Robert Frost once said, "The best way out is always through." In life the adversity that we face is daunting. It's difficult to face head-on. The monsters, demons and dragons in the way are tall, ugly and soul-sapping. That's enough to not start out, or continue, the journey. Sometimes those dragons are of our own making. That hurts the most. Getting out of our own way to achieve the things and reach the places we want. There must be an art to it. It takes trial and error to figure out what works, and usually what works is those small habits. They don't seem to work in the beginning, because we expect a flash of lightning and crash of thunder to herald its arrival. Yet it comes like snowflakes, quietly and gradually changing the landscape. Unlike snow, the habits won't melt. But they will build and build, changing you inside and out. The journey will be hard. Days will come when you can't journey anymore. But when the day comes and the sun stares back at you, you'll be grateful for making it through.

Thursday, July 5, 2007

Orange sky

"Red sky at night sailors' delight; red sky at morning, sailors take warning."
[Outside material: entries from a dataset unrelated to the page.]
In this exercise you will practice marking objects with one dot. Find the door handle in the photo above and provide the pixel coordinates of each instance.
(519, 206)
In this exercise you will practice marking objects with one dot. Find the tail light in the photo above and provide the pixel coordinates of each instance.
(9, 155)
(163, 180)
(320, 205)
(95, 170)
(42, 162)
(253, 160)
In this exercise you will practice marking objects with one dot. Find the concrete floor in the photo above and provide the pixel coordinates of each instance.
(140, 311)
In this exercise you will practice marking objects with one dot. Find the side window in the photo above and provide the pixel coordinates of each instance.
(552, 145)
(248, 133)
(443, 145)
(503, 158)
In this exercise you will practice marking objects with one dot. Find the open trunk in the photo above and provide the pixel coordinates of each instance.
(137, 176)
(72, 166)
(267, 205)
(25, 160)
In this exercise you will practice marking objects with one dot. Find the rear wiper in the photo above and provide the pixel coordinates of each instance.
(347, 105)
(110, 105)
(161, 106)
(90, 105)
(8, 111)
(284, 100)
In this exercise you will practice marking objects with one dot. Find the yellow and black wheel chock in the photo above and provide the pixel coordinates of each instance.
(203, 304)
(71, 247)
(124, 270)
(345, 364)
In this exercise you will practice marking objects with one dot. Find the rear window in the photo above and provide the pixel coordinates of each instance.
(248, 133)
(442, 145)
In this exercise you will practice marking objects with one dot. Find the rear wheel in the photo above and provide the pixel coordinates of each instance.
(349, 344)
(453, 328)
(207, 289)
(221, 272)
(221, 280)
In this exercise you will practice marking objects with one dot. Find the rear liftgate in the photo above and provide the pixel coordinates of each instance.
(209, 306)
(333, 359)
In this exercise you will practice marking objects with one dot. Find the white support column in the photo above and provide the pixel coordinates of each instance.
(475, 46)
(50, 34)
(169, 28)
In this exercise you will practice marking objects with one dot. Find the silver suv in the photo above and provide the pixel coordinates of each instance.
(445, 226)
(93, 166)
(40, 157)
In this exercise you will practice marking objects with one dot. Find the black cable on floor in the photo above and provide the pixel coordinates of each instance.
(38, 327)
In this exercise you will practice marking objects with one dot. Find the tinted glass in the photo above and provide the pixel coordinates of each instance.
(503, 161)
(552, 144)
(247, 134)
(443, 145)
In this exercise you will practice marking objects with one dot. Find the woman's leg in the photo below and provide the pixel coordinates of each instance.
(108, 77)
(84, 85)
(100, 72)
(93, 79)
I was eating a nice dinner at the local (!) jazz club this evening, and in between darting my eyes among the baseball game, the poker game and the jazz trio, I noticed how orange the sky had become. Well, not really orange, but enough to give the sky an orangish tint. It's an alien look right after a late-evening rain. Just odd.

This morning

The song in my head as I woke up was "Don't Wanna Know Evil" by Beth Orton. Interesting...

Wednesday, July 4, 2007

Clingy

Over the past few days, I've noticed the thoughts in my mind come and go, like clouds drifting in the sky from west to east. But this afternoon I had a brain cramp at work, and forgot something I had just done a minute earlier. And the look I garnered for that was priceless. So why do I hang on to it? Why haven't I let it drift off toward the sea? I don't know. Maybe it was the look I got that I can't shake. But how much does it really matter? It doesn't. So stop writing about it and walk away.

A declaration

When in the course of human events, it becomes necessary for one person to dissolve the old ties that have bound him to old ways of thinking, believing, living. Bonds that have held back, retarded, impeded progress as a fully formed, fully vested human being. A human being entitled to life, liberty and the pursuit of happiness. These truths are self-evident, and inalienable. Through several points, that pursuit has been slowed, subverted. Let the facts be submitted to a candid world.

  • living on autopilot
  • droning through the day
  • lacking awareness
  • living in fear and not abundance
  • living in too much solitude
  • lacking gratitude
  • not getting enough exercise
  • not eating intelligently
  • not living consciously

At every stage of the journey, small upsets have been made into major disappointments, which are unnecessary. In the face of these disappointments, the time has come for a new day to dawn. A new day where living consciously, eating consciously, thinking consciously living with abundance, shall be the norm, and not the exception. The life once led is hereby absolved, and from this day, a new life shall begin.

Monday, July 2, 2007

A bright, sunshiny day

Another morning of lazily, dreamily waking up, with Jimmy Cliff's classic in my head. Today's not a walking day, so I didn't have to or need to wake up and go anywhere. Just stayed in bed, drifting awake, an unusually cool morning to greet me. The start of another good day? What am I doing today to make it better than yesterday?